My head kept pounding. I tried to think of something to say that would rip back at her, and couldn’t.

I got up, blew out all the candles but one, and took that one with me. I started up past the crucifix to cross over to the vestry room. She wasn’t at the crucifix. She was out in front of the altar. At the foot of the crucifix I saw something funny and held the candle to see what it was. It was three eggs, in a bowl. Beside them was a bowl of coffee and a bowl of ground corn. They hadn’t been there before. Did you ever hear of a Catholic putting eggs, coffee, and corn at the foot of the cross? No, and you never will. That’s how an Aztec treats a god.

I crossed over, and stood behind her, where she was crouched down, on her knees, her face touching the floor and her hands pressing down beside it. She was stark naked, except for a rebozo over her head and shoulders. There she was at last, stripped to what God put there. She had been sliding back to the jungle ever since she took off that first shoe, coming out of Taxco, and now she was right in it.

A white spot from the sacristy lamp kept moving back and forth, on her hip. A creepy feeling began to go up my back, and then my head began to pound again, like sledge hammers were inside of it. I blew out the candle, knelt down, and turned her over.

Chapter 4

When it was over we lay there, panting. Whatever it was that she had done to me, that the rest of it had done to me, I was even. She got up and went back to the car. There was some rattling back there, and then I felt her coming back, and got up to meet her. I was getting used to the dark by then, and I saw the flash of a machete. She came in on a run, and when she was a couple of yards away she took a two-handed chop with it. I stepped back and it pulled her off balance. I stepped in, pinned her arms, and pressed my thumb against the back of her hand, right at the wrist. The knife fell on the floor. She tried to wriggle free. Mind you, neither one of us had a stitch on. I tightened with one arm, lifted her, carried her in the vestry room and closed both doors. Then I dumped her in the bed she had been in, piled in with her, and pulled up the covers. The fire still made a little glow, and I lit a cigarette and Ï smoked it, holding her with the other arm, then squashed it against the floor.

When she tired, I loosened up a little, to let her blow. Yes, it was rape, but only technical, brother, only technical.
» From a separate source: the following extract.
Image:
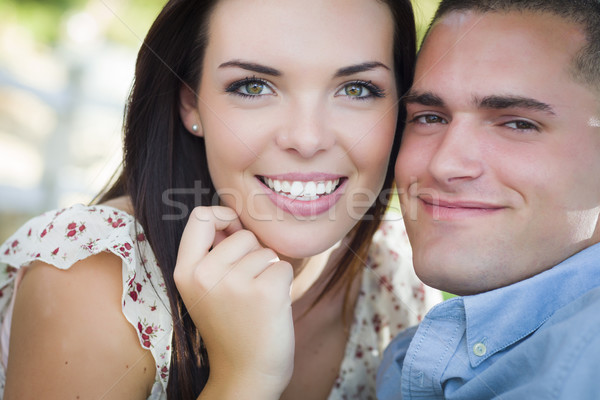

Above the waist, maybe she was worried about the sacrilegio, but from the waist down she wanted me, bad. There couldn’t be any doubt about that.

There couldn’t be any doubt about it, and it kind of put an end to the talk. We lay there, then, and I had another cigarette. I squashed it out, and from away off there came a rumble of thunder, just one. She wriggled into my arms, and next thing I knew it was daylight, and she was still there. She opened her eyes, closed them again, and came closer. Of course there wasn’t but one thing to do about that, so I did it. Next time I woke up I knew it must be late, because I was hungry as hell.

It rained all that day, and the next. We split up on the cooking after the first breakfast. I did the eggs and she did the tortillas, and that seemed to work better. I got the pot to boil at last by setting it right on the tiles without any plate, and it not only made it boil, but saved time. In between, though, there wasn’t much to do, so we did whatever appealed to us.